# Ask Detailer's Domain



## [email protected] (Feb 21, 2008)

Ryan M said:


> Not too get off topic and just on a quick note, but is the detail section no longer sponsored by Adams?


ryan, Adam's Polishes no longer sponsors the detailing boards here.

let me know how I can help as you know we do carry Adam's Polishes.:thumbup:


----------



## [email protected] (Feb 21, 2008)

nellee said:


> many thanks Phil, found a great website that hs just shown me what can be achieved with some hardwork on a sunny afternoon..!! cleanyourcar.co.uk took some old swirly motors and totally transformed them, i was amazed at what could be achieved by using products and some hard work...!!!! I will be ordering my products soon, do you recommend a buffing machine rather than hand polish..?
> 
> see results below from the UK detailing site, they said the photographs didnt really do the finish any justice either...!!! but the difference in getting rid of swirls is amazing
> 
> photos to follow


sorry i didn't set the option to automatically subscribe here.

if you can I would probably pick up a Flex XC3401 or at the minimum the PC.

LMK if you have more questions at all.


----------



## dihedral (Jun 27, 2007)

I have a friend with an older American car that has a headliner with seems to be made out of a thin stiff cardboard material. The headliner has multiple perforations in it (by design). Problem is: The entire headliner is falling, and no one seems to know where to buy material like this. I do not remember the year of the car, but I think it is an 80ish model large Caddy.

Any ideas what can be used to replace the headliner to make it look similar to the original material?


----------



## [email protected] (Feb 21, 2008)

you should probably go to a cadillac dealer and give them the vin number so they can try to pull it from the computer or a manual.

Once you find out the year of the car you can probably order one or get an aftermarket one maybe even ebay.


----------



## dboy11 (Mar 6, 2006)

dihedral said:


> I have a friend with an older American car that has a headliner with seems to be made out of a thin stiff cardboard material. The headliner has multiple perforations in it (by design). Problem is: The entire headliner is falling, and no one seems to know where to buy material like this. I do not remember the year of the car, but I think it is an 80ish model large Caddy.
> 
> Any ideas what can be used to replace the headliner to make it look similar to the original material?

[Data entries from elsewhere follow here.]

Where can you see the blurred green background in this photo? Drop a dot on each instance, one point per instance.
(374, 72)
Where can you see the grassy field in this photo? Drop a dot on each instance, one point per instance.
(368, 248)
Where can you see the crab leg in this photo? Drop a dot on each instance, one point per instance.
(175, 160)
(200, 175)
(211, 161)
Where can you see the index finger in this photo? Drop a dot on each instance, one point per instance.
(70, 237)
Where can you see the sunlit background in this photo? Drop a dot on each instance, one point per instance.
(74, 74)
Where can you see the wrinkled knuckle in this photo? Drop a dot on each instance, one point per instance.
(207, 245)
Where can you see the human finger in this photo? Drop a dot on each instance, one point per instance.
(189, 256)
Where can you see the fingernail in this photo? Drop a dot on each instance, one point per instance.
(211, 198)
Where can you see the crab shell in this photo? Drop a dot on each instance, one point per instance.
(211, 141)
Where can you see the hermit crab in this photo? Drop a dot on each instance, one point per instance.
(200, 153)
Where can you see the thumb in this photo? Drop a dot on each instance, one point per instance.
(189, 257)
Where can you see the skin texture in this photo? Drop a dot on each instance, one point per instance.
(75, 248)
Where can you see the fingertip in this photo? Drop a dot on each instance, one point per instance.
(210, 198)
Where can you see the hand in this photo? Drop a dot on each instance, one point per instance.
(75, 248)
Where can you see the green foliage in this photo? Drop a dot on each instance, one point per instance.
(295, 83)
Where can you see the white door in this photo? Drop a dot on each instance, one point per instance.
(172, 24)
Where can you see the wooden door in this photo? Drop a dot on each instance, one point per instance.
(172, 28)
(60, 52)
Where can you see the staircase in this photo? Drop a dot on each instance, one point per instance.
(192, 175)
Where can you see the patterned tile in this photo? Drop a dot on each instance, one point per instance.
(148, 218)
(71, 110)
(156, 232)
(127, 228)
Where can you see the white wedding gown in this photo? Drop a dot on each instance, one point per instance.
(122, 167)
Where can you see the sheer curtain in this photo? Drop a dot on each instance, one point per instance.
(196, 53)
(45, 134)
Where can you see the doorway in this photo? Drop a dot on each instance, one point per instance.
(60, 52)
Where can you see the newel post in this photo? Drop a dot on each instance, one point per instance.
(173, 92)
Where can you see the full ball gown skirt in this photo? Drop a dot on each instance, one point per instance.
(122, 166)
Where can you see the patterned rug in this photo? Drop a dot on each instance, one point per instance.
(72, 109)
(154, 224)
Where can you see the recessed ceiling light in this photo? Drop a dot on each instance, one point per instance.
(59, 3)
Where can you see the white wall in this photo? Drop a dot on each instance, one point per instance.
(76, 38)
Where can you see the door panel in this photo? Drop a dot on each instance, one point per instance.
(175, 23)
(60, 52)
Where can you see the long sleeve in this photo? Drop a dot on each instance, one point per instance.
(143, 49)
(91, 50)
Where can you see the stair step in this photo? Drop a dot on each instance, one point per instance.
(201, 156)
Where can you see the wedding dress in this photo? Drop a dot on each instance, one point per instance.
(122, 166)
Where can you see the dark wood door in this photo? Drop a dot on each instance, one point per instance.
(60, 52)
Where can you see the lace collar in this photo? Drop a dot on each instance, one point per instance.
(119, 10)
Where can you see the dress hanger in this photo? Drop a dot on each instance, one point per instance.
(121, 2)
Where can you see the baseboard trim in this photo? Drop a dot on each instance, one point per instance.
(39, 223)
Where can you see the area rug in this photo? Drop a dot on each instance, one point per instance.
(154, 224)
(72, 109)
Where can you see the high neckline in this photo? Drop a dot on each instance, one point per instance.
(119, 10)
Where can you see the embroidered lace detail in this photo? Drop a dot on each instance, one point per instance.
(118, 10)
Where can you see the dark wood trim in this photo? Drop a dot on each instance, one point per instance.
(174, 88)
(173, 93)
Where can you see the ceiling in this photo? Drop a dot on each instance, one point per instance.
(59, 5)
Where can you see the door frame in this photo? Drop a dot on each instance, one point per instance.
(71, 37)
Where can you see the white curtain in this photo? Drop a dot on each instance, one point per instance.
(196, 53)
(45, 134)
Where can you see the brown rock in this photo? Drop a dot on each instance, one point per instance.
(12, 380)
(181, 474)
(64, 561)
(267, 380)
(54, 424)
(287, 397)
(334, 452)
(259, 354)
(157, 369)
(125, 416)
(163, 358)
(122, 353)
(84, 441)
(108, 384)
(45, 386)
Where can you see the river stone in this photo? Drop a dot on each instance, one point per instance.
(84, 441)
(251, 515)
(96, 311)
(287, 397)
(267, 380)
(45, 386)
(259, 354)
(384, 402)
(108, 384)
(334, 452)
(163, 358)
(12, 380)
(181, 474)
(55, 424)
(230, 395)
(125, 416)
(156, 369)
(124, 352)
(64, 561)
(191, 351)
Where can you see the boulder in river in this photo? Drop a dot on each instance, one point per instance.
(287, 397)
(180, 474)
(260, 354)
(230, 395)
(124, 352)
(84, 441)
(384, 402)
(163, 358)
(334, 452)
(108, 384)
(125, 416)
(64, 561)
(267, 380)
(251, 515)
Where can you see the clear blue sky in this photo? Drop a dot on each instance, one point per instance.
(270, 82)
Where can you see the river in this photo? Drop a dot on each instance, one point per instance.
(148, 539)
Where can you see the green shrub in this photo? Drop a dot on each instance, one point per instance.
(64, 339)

I used this site some years back for a rug kit, they have OEM stlyled products to include HL

The rug kit was really good quality

http://www.stockinteriors.com/


----------



## [email protected] (Feb 21, 2008)

back up to the top.


----------



## Hakko (Jul 9, 2008)

Hi, Phil. I posted this as a separate question in the detailing forum, but I'd appreciate your professional opinion. As a preface, let me say that I'm a new BMW owner and have no experience in car detailing. I'm not as fanatical about my car's appearance as most of the folks in this forum, but I do want my car to look decent.

So here's my problem: I was standing behind my car, trying to apply some spray-on sunscreen, but the nozzle had gotten blocked by a waxy build up. Then the build up suddenly broke apart and sunscreen went splat all over the back of my black X3. Now the rear of my car looks like it has leprosy, or at least a bad case of acne from the dried on waxy drops. I tried getting them off with Meguiar's Quick Detail spray, but it just made the paint shine. I can scratch them off with a fingernail, but that's a bit tedious. Any ideas on what would get off the spots without messing up the finish? Ideally something that will not require my re-waxing the entire rear of my car if possible.

Thanks.


----------



## Rich_Jenkins (Jul 12, 2003)

[email protected] said:


> Let me know what's on your mind, how to apply something, tech questions on detailing?
> 
> I will try to answer it the best I can also welcome others to answer as well.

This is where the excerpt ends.